La Chine doit-elle craindre la fuite des capitaux ?

La Chine doit-elle craindre la fuite des capitaux ?

Soutenus par les projets de routes de la soie, les investissements à l’étranger ont augmenté de 130 % en 2016. Cet engagement est considéré comme le signe le plus tangible de l’intégration croissante de la puissance chinoise au système international, et des opportunités qu’elle offre à des économies moins dynamiques. Les pays en développement ou semi-développés ont reçu 83 % des investissements chinois dans des projets de construction pour la période 2005-2019. Les pays développés ont reçu 62 % des investissements chinois dans d’autres secteurs1, souvent sous la forme de fusions et d’acquisitions.

Pékin s’est alarmé toutefois de ce qui s’apparente de plus en plus à une fuite des capitaux, qui aurait atteint 119 milliards de dollars en 20172 pour les investissements à destination de l’Europe et des États-Unis. Les autorités financières chinoises s’inquiètent des investissements massifs dans le secteur de l’immobilier, dans celui du tourisme, ou dans des achats de prestige comme les vignobles français. Ce mouvement traduit en effet une perte de confiance dans l’économie chinoise et dans sa monnaie, ainsi qu’une volonté des investisseurs chinois de mettre leurs capitaux en sécurité à l’étranger.

Autre sujet d’inquiétude, les réserves de change, qui culminaient à 4 000 milliards de dollars en 2014, ont fortement diminué, pour passer sous la barre des 3 000 milliards de dollars en 2016, leur plus bas niveau depuis 2010 qui n’a pas remonté depuis.
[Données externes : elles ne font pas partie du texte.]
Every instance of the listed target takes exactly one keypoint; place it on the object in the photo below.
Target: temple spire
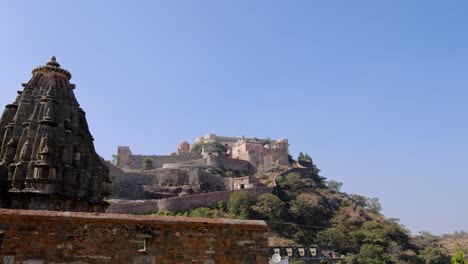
(47, 150)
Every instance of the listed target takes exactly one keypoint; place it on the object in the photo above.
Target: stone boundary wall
(158, 161)
(175, 204)
(42, 237)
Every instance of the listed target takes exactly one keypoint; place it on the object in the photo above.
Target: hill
(307, 209)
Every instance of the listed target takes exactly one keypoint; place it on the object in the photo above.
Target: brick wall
(64, 237)
(158, 161)
(176, 204)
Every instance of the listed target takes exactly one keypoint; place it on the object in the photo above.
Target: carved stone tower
(47, 155)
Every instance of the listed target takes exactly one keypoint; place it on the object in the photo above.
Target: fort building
(261, 153)
(47, 155)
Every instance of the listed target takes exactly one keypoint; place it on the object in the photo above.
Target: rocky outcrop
(47, 155)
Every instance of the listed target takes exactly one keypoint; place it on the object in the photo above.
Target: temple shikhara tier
(47, 155)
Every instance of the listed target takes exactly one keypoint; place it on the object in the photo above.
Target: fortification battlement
(261, 153)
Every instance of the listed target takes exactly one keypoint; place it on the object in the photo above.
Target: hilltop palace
(260, 153)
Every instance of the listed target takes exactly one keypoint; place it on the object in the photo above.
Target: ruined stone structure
(261, 155)
(47, 155)
(42, 237)
(128, 162)
(183, 149)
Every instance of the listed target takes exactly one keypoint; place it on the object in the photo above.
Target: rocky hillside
(306, 209)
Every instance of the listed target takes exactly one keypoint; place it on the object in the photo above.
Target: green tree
(459, 257)
(373, 254)
(270, 207)
(240, 204)
(202, 212)
(334, 186)
(291, 160)
(115, 160)
(147, 164)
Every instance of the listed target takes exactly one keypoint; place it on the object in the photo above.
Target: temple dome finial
(53, 62)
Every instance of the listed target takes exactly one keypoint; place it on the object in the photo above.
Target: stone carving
(47, 155)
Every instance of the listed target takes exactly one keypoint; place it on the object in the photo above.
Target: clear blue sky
(375, 91)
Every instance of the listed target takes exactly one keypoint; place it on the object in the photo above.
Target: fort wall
(136, 161)
(64, 237)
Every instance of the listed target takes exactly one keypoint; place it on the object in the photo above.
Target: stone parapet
(70, 237)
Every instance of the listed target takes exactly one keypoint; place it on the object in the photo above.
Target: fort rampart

La Chine a donc pris des mesures visant à reprendre le contrôle des investissements à l’étranger, au risque de se priver de l’un des principaux facteurs d’attractivité de la puissance chinoise. En 2017, le montant des investissements prévus a chuté de 74 %. L’effondrement (– 94 %) a été spectaculaire aux États-Unis sous Donald Trump en 2019. L’Union européenne a pris le relais, mais de nouvelles mesures visant à mieux contrôler les investissements étrangers dans des secteurs sensibles comme la haute technologie duale ont été mises en place, freinant l’intérêt de la Chine. Des mesures plus strictes visant à freiner les sorties de capitaux ont été adoptées par Pékin. Une nouvelle mesure concerne l’interdiction de toute acquisition supérieure à un milliard de dollars à l’étranger par une entreprise chinoise, dans un secteur d’activité différent de son secteur d’origine ou dans l’immobilier. Au niveau individuel, les autorisations de transferts de capitaux à l’étranger ne peuvent dépasser 50 000 dollars par an. De multiples mesures de contournement de cette règle ont toutefois été mises en place, de l’utilisation de « passeurs » entre Shenzhen et Hong Kong à celle d’hommes de paille, de montages financiers clandestins ou de la corruption.